Everything about technology projects seems to revolve around ROI–return on investment. The C-level executives want to know how long it will take to recoup the initial investment before giving a project the stamp of approval.
Blair Pleasant questioned the logic and practicality of that approach in a recent article:
Networking and telecom pros know they must prove unified communications (UC) return on investment (ROI) to their CIO, CEO or CXO before purchasing and implementing unified communications solutions and that ROI needs to be actualized in less than 18 months, right? Probably, but I’d like to promote the idea that in the near future, providing a business case for short-term UC ROI may not be as necessary.
Pleasant goes on to say:
In most cases, we don’t question whether or not we need email and voicemail — they’re basic communication tools that virtually every organization needs so that workers can be efficient and effective. The same should be said for UC.

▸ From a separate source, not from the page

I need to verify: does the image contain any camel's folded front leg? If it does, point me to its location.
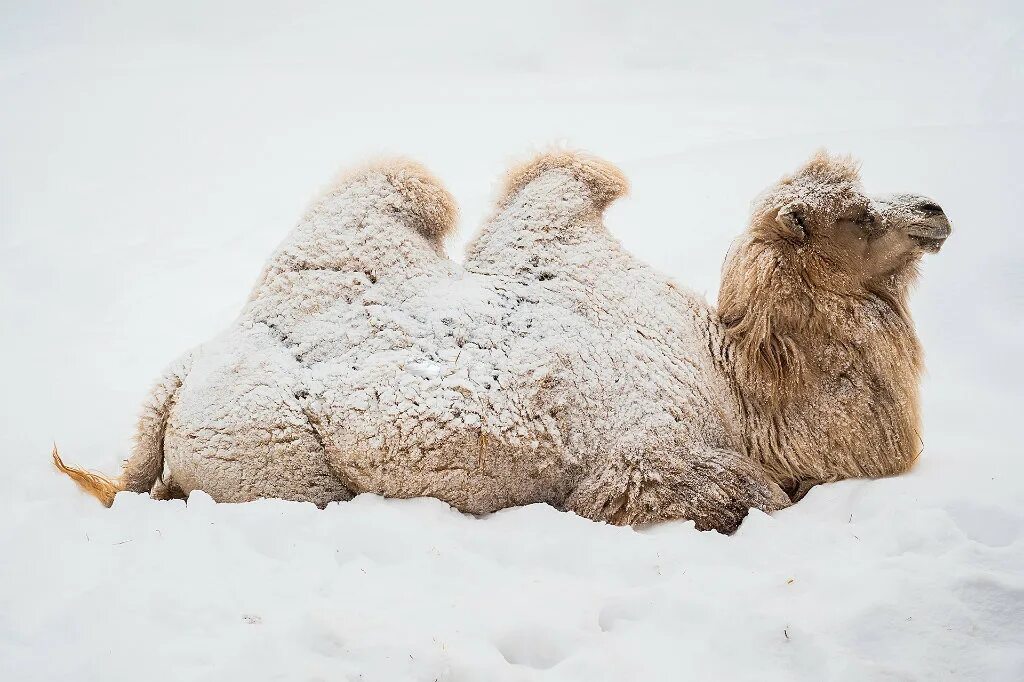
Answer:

The point that Pleasant is essentially making is that organizations right now are looking at UC as a novelty and struggling to define its role in the organization, and hence its value from an ROI perspective.
However, UC is more than that. It is a productivity enhancer, a timeframe compressor, and an efficiency streamliner. UC comes with a lot of intangibles that are difficult to quantify directly in an ROI. But, that doesn’t change the fact that organizations that don’t start developing a UC strategy and investing in UC infrastructure will soon find themselves on the outside of next-generation business processes looking in.